Here comes the Yiddish

Wed, 4 Dec 2002 11:07:47 -0000

> >I do not want us to go down the road of making a "language code" for
> >Portuguese written in the Arabic script.
>
> The mere fact that a formalism is potentially overly powerful isn't a
> problem in and of itself.  The fact that one can construct a
> AA-BB code for
> "Afrihili as spoken on Pitcairn Island" isn't a good argument
> against AA-BB
> codes, in the same way that one could conceivably express "Portuguese
> written in the Arabic script" isn't an argument against expressing
> orthographic variance at the level of different scripts.

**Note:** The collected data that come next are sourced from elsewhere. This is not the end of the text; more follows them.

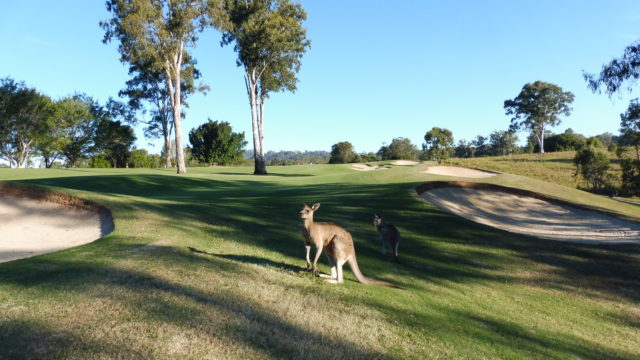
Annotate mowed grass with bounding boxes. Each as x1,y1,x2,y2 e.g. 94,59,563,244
0,163,639,359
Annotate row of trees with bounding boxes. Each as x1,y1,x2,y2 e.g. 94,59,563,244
0,78,137,168
101,0,310,175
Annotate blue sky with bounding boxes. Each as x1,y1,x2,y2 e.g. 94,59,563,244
1,1,640,154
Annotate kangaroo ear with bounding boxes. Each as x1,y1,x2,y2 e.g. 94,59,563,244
311,203,320,211
302,203,308,208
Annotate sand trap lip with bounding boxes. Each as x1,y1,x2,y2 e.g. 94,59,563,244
417,182,640,244
421,165,498,178
0,184,114,263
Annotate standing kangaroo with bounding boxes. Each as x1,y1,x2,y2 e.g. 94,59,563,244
373,214,401,263
299,203,401,288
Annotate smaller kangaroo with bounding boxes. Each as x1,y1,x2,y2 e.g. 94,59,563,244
373,214,401,263
300,203,401,288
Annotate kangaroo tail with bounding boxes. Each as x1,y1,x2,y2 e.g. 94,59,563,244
347,255,404,290
393,242,400,264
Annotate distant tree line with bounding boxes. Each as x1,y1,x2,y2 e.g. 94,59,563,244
245,149,330,166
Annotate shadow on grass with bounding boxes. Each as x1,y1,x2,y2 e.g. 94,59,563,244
187,246,306,273
0,253,390,360
7,173,640,302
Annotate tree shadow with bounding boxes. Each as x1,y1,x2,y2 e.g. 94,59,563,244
187,246,306,273
6,173,640,302
0,255,390,359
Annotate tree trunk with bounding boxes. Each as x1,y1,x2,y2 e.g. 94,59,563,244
537,128,545,154
246,71,267,175
163,121,172,168
165,44,187,175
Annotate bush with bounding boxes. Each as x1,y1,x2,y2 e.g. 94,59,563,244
329,141,358,164
620,159,640,196
89,154,112,168
573,147,610,190
379,137,420,161
189,120,247,166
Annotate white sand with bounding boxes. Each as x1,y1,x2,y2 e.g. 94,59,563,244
391,160,419,166
421,166,497,178
0,195,112,263
421,187,640,244
351,164,380,171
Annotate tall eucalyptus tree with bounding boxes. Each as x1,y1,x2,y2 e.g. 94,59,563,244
102,0,206,174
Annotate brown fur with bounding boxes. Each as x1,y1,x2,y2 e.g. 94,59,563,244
300,203,402,289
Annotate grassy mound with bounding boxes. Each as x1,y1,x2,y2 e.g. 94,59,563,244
0,164,638,359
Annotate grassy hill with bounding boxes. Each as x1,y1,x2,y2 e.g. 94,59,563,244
448,151,628,192
0,163,639,359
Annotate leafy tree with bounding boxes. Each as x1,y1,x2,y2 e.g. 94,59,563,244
189,119,247,165
379,137,420,161
102,0,206,174
488,130,519,156
128,149,152,168
504,81,574,154
454,140,474,158
619,99,640,162
329,141,358,164
423,127,454,163
89,154,112,168
50,95,99,168
620,159,640,196
472,135,491,156
93,118,137,168
584,41,640,95
539,129,586,153
119,56,205,168
209,0,311,174
0,77,52,168
574,146,610,190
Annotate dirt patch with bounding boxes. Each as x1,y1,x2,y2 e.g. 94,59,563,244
0,183,114,263
421,165,498,178
417,182,640,244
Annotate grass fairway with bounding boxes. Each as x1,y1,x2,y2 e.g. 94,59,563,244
1,163,639,359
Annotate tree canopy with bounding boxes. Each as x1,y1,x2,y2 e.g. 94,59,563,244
329,141,358,164
102,0,206,174
504,81,574,154
584,41,640,96
189,119,247,165
0,77,52,168
379,137,420,161
423,127,454,163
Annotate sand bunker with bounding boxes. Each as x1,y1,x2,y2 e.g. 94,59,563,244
421,166,498,178
420,185,640,244
0,194,113,263
391,160,419,166
351,163,387,171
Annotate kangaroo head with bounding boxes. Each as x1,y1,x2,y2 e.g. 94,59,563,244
300,203,320,220
373,214,383,226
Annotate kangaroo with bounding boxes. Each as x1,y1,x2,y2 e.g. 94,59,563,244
300,203,402,288
373,214,401,263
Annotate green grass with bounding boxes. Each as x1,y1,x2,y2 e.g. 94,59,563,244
0,163,639,359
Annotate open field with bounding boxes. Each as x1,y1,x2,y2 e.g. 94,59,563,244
1,163,639,359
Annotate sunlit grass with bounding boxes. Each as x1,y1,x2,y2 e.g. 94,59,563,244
0,163,638,359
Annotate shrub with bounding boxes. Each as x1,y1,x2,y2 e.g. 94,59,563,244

Actually I think that example is a good argument against encoding
orthographic differences in RFC3066. I can use afh-PN and everyone will know
it is "Afrihili as spoken on Pitcairn Island" (although some optimisations
may just label it "unsupported language", at least they'll be accurate in
that assumption). We don't need to register it, it comes "for free" with the
aa-BB and aaa-BB conventions.

Now I don't need to elaborate here as to why we do this (that would be
teaching one's grandmother to suck eggs). My point is that I think the same
applies to orthographic differences. If we are to enable the encoding of
orthography (and I think we should, though whether within or without the
language code I'm not sure) we need to do so in a manner that similarly
gives us many language/orthography combinations "for free".

The problem isn't that 'one could conceivably express "Portuguese written in
the Arabic script"'. The problem is that currently, without registration,
one cannot. Yiddish in Hebrew, Yiddish in Roman, Portuguese in Arabic and
Old Irish in Ogham (one I'd personally like to see) should become encodable
in one fell swoop.